JustNik

Indexing dates in a sortable format in Umbraco version 8

Umbracologoblue05

This is a quick guide on modifying the External Examine index in your Umbraco v8 site. The aim is to index dates in a sort-able fashion instead of the default text format. It uses a few new concepts due to vast changes between Umbraco v7 and Umbraco v8 as well as the improved Examine 1.0 release.

This guide will cover the use of Components and Composers to hook into the Umbraco start up process. It will take advantage of the built in Dependency Injection in order to access Umbraco services, and finally it will hook into the new TransformingIndexValues event in order to manipulate the data being saved to the index.

Getting set up

This guide has been created using Umbraco v8.1.4 and the default starter kit. On top of this, the "BlogPost" document type has been extended to add an Article Date property of type DatePicker. As the default mode for Models Builder is PureLive, it has been left this way, although this does mean that we don't get some of the niceties available in other modes.

Creating the Component

The first thing to create is the custom Component. This is possibly the most important element of this guide as it contains all of the indexing logic that will manipulate the index as well as the data being stored in it.

In Umbraco the old ApplicationEventHandler class from v7 was removed and replaced with Components and Composers in v8. These work together, along with the DI framework to build up the Umbraco application. Details on this aren't the focus of this post, but I highly recommend reading the documentation in order to understand more about it.

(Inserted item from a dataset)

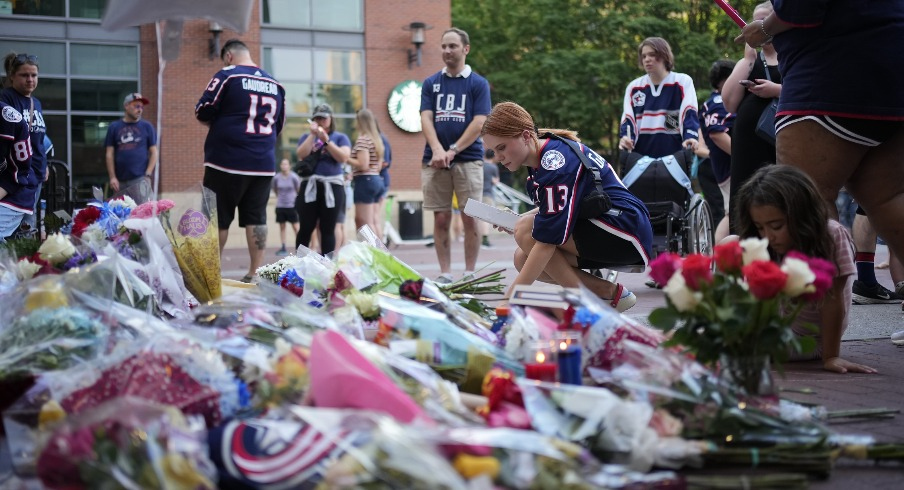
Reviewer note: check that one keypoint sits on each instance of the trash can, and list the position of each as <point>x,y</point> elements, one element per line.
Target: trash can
<point>411,220</point>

First off, we will create a new class called IndexerComponent and this will inherit from IComponent. Due to the interface it must contain 2 methods, Initialize and Terminate, although we won't actually be putting any code in the Terminate method. This empty class looks like this:

using Umbraco.Core.Composing;

namespace ExamineIndexing.ExamineHelper
{
    public class IndexerComponent : IComponent
    {
        public void Initialize()
        {
            
        }

        public void Terminate(){}
    }
}

Now we have an empty class we need a few things and the best way to get them is by telling the application we need them. How you ask? Well now that v8 has Dependency Injection (DI) in the core, we take advantage!

To do this we need to add a constructor to our class and tell it what we are expecting. In this case we need the Examine Manager, the Umbraco Context Factory, and a Logger for logging error messages. Once we are given these we also need to store them somewhere we create some read only internal fields to keep these objects.

From the code below, add the list of using statements to the top of your class file and the additional code just after the opening { for your IndexerComponent class.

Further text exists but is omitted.